Jia Rong, Li Zhongxian, Liang Wei, Ji Yucheng, Weng Yujie, Liang Ying, Ning Pengfei
College of Computer and Information, Inner Mongolia Medical University, Hohhot, 010110, Inner Mongolia Autonomous Region, China.
World J Surg Oncol. 2020 Oct 16;18(1):268. doi: 10.1186/s12957-020-02042-z.
Breast cancer subtypes are statistically associated with prognosis. The search for markers of breast tumor heterogeneity and the development of precision medicine for patients are the current focuses of the field.
We used a bioinformatic approach to identify key disease-causing genes unique to the luminal A and basal-like subtypes of breast cancer. First, we retrieved gene expression data for luminal A breast cancer, basal-like breast cancer, and normal breast tissue samples from The Cancer Genome Atlas database. The differentially expressed genes unique to the 2 breast cancer subtypes were identified and subjected to Gene Ontology and Kyoto Encyclopedia of Genes and Genomes pathway enrichment analyses. We constructed protein-protein interaction networks of the differentially expressed genes. Finally, we analyzed the key modules of the networks, which we combined with survival data to identify the unique cancer genes associated with each breast cancer subtype.

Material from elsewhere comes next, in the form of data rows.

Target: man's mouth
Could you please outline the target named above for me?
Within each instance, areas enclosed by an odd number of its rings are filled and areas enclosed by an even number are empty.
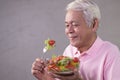
[[[75,39],[75,38],[77,38],[77,36],[69,36],[69,39],[70,39],[70,40],[73,40],[73,39]]]

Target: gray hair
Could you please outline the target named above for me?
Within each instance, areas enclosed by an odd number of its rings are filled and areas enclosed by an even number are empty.
[[[95,18],[100,21],[101,14],[99,7],[91,0],[75,0],[69,3],[66,10],[83,11],[84,18],[88,26],[90,26]]]

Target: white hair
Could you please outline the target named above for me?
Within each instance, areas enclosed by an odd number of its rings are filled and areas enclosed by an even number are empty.
[[[75,0],[69,3],[66,10],[83,11],[84,18],[88,26],[90,26],[95,18],[100,21],[101,14],[99,7],[91,0]]]

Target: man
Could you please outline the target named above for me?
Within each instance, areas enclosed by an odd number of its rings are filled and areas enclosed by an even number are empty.
[[[108,41],[97,36],[100,21],[98,6],[87,0],[75,0],[68,4],[65,17],[65,33],[70,45],[63,55],[80,60],[79,71],[73,76],[48,73],[37,59],[32,73],[38,80],[119,80],[120,51]],[[43,79],[44,78],[44,79]]]

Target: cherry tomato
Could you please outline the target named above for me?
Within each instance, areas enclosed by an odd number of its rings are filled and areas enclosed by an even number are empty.
[[[49,40],[48,43],[49,45],[53,46],[55,44],[55,40]]]
[[[78,59],[77,57],[74,57],[74,58],[73,58],[73,61],[74,61],[74,62],[79,62],[79,59]]]

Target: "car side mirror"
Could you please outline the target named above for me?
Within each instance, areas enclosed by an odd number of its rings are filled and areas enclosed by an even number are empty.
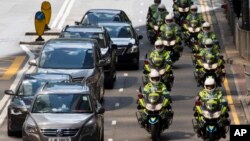
[[[5,90],[4,93],[6,95],[15,95],[15,93],[12,90]]]
[[[113,49],[117,49],[117,45],[116,45],[116,44],[112,44],[111,47],[112,47]]]
[[[103,107],[100,107],[96,110],[97,114],[103,114],[105,112],[105,109]]]
[[[81,23],[78,21],[75,21],[75,25],[80,25]]]
[[[139,36],[138,36],[138,39],[139,39],[139,40],[143,39],[143,36],[142,36],[142,35],[139,35]]]
[[[105,60],[99,60],[97,66],[98,67],[103,67],[105,65],[106,61]]]
[[[29,65],[31,66],[37,66],[37,62],[35,59],[29,61]]]

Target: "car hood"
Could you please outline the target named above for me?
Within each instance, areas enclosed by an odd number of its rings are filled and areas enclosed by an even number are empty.
[[[51,114],[51,113],[32,113],[32,119],[40,129],[62,129],[62,128],[81,128],[84,124],[94,118],[91,113],[79,114]]]
[[[118,47],[119,46],[125,46],[128,45],[129,43],[135,44],[135,39],[134,38],[111,38],[114,44],[116,44]]]
[[[29,108],[34,96],[13,97],[11,105],[17,108]]]
[[[93,74],[94,69],[43,69],[38,68],[38,73],[64,73],[71,75],[72,78],[89,77]]]

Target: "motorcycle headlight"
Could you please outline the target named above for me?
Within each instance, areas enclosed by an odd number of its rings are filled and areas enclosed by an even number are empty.
[[[201,30],[200,27],[195,28],[195,32],[200,32],[200,30]]]
[[[163,75],[165,73],[165,69],[161,69],[160,71],[159,71],[159,74],[160,75]]]
[[[175,45],[175,40],[170,42],[170,46],[174,46]]]
[[[186,7],[186,8],[184,9],[184,11],[185,11],[185,12],[188,12],[188,11],[189,11],[189,7]]]
[[[211,115],[210,115],[210,113],[209,113],[208,111],[202,111],[202,115],[203,115],[205,118],[207,118],[207,119],[211,119],[211,118],[212,118]]]
[[[12,114],[12,115],[21,115],[21,114],[23,114],[23,113],[22,113],[22,111],[19,110],[19,109],[11,109],[11,110],[10,110],[10,114]]]
[[[131,48],[127,50],[127,53],[136,53],[139,51],[139,47],[137,45],[133,45]]]
[[[36,124],[31,118],[28,118],[28,120],[25,121],[24,131],[27,134],[37,133]]]
[[[159,26],[154,26],[154,30],[158,30],[159,29]]]
[[[213,114],[213,118],[219,118],[220,115],[221,115],[221,112],[220,112],[220,111],[215,112],[215,113]]]

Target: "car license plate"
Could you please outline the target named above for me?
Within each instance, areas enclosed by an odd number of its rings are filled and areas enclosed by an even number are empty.
[[[49,141],[71,141],[70,137],[55,137],[49,138]]]

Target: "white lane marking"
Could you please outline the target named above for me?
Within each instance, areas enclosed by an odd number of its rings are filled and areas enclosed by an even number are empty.
[[[64,1],[64,3],[63,3],[63,5],[62,5],[62,7],[61,7],[59,13],[57,14],[55,20],[53,21],[53,23],[52,23],[52,25],[51,25],[51,28],[55,28],[55,27],[56,27],[56,25],[57,25],[59,19],[60,19],[60,18],[63,16],[63,14],[64,14],[64,11],[65,11],[66,6],[68,6],[68,2],[69,2],[69,0],[65,0],[65,1]]]
[[[115,107],[120,107],[120,103],[115,103]]]
[[[60,23],[57,26],[57,29],[62,29],[63,24],[64,24],[66,18],[69,16],[70,10],[73,7],[74,3],[75,3],[75,0],[71,0],[70,1],[69,6],[67,7],[67,9],[66,9],[66,11],[65,11],[65,13],[64,13],[64,15],[63,15],[63,17],[62,17],[62,19],[60,21]]]
[[[32,60],[35,58],[35,56],[32,54],[32,52],[25,46],[25,45],[20,45],[20,47],[28,54],[29,56],[29,60]],[[29,69],[29,61],[26,62],[26,64],[24,65],[24,67],[18,71],[15,80],[13,81],[13,83],[10,86],[10,90],[15,90],[16,86],[18,85],[19,81],[22,79],[23,74]],[[5,106],[5,103],[7,102],[4,110],[1,113],[0,116],[0,125],[2,125],[4,119],[7,117],[7,108],[9,105],[9,100],[10,96],[9,95],[4,95],[4,97],[1,99],[0,101],[0,109],[3,109],[3,107]]]
[[[118,90],[118,92],[123,92],[123,88],[120,88],[120,89]]]
[[[116,125],[116,120],[113,120],[113,121],[112,121],[112,125]]]

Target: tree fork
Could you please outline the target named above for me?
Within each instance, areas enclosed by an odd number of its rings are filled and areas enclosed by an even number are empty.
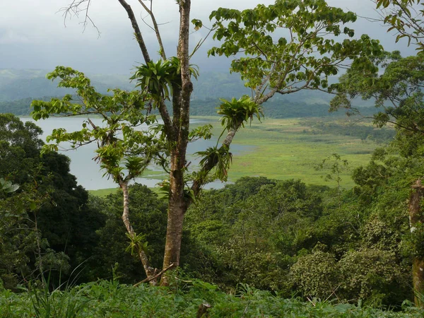
[[[125,225],[125,228],[126,228],[126,232],[131,237],[136,236],[136,232],[134,232],[131,223],[129,222],[129,196],[128,193],[128,182],[125,181],[122,181],[119,182],[119,187],[122,190],[122,193],[124,194],[124,211],[122,212],[122,221]],[[140,260],[141,261],[141,264],[143,265],[143,268],[144,269],[144,271],[146,272],[146,276],[147,278],[151,278],[154,277],[157,273],[157,270],[153,269],[148,261],[148,258],[147,255],[143,250],[143,249],[137,247],[137,252],[139,254],[139,257],[140,257]],[[157,283],[157,280],[155,278],[151,278],[149,281],[151,285],[155,285]]]

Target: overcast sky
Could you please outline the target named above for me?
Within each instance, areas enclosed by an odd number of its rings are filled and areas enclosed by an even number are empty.
[[[136,16],[142,15],[138,0],[127,0]],[[90,73],[129,73],[132,66],[142,61],[140,49],[134,40],[126,13],[117,0],[91,0],[90,16],[101,34],[90,25],[83,31],[83,14],[64,21],[63,11],[71,0],[0,0],[0,69],[42,69],[52,70],[57,65],[69,66]],[[192,18],[208,21],[210,12],[219,6],[237,9],[252,8],[271,0],[192,0]],[[359,16],[375,17],[371,0],[328,0],[330,5],[348,9]],[[146,2],[147,3],[147,1]],[[175,54],[177,31],[178,8],[175,0],[153,0],[153,9],[161,25],[167,55]],[[64,23],[65,22],[65,23]],[[148,43],[153,44],[154,34],[143,23],[140,27]],[[66,24],[66,25],[65,25]],[[400,49],[404,55],[413,53],[406,42],[394,45],[393,35],[386,28],[359,19],[353,25],[355,37],[367,33],[379,39],[388,50]],[[194,44],[201,33],[193,35]],[[206,59],[206,49],[195,57],[201,69],[223,69],[223,59]],[[151,55],[156,50],[151,49]]]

We identified 1114 differentially expressed genes in luminal A breast cancer and 1042 differentially expressed genes in basal-like breast cancer, of which the subtypes shared 500. We observed 614 and 542 differentially expressed genes unique to luminal A and basal-like breast cancer, respectively. Through enrichment analyses, protein-protein interaction network analysis, and module mining, we identified 8 key differentially expressed genes unique to each subtype. Analysis of the gene expression data in the context of the survival data revealed that high expression of NMUR1 and NCAM1 in luminal A breast cancer statistically correlated with poor prognosis, whereas the low expression levels of CDC7, KIF18A, STIL, and CKS2 in basal-like breast cancer statistically correlated with poor prognosis.
NMUR1 and NCAM1 are novel key disease-causing genes for luminal A breast cancer, and STIL is a novel key disease-causing gene for basal-like breast cancer. These genes are potential targets for clinical treatment.
乳腺癌亚型与预后在统计学上相关。寻找乳腺肿瘤异质性的标志物以及为患者开发精准医学是该领域当前的重点。
我们采用生物信息学方法来鉴定乳腺腔面A型和基底样亚型特有的关键致病基因。首先,我们从癌症基因组图谱数据库中检索了乳腺腔面A型乳腺癌、基底样乳腺癌和正常乳腺组织样本的基因表达数据。鉴定出这两种乳腺癌亚型特有的差异表达基因,并对其进行基因本体论和京都基因与基因组百科全书通路富集分析。我们构建了差异表达基因的蛋白质-蛋白质相互作用网络。最后,我们分析了网络的关键模块,并将其与生存数据相结合,以鉴定与每种乳腺癌亚型相关的独特癌症基因。
我们在乳腺腔面A型乳腺癌中鉴定出1114个差异表达基因,在基底样乳腺癌中鉴定出1042个差异表达基因,其中两种亚型共有500个。我们分别观察到乳腺腔面A型和基底样乳腺癌特有的614个和542个差异表达基因。通过富集分析、蛋白质-蛋白质相互作用网络分析和模块挖掘,我们鉴定出每种亚型特有的8个关键差异表达基因。在生存数据背景下对基因表达数据的分析表明,NMUR1和NCAM1在乳腺腔面A型乳腺癌中的高表达与预后不良在统计学上相关,而CDC7、KIF18A、STIL和CKS2在基底样乳腺癌中的低表达与预后不良在统计学上相关。
NMUR1和NCAM1是乳腺腔面A型乳腺癌新的关键致病基因,STIL是基底样乳腺癌新的关键致病基因。这些基因是临床治疗的潜在靶点。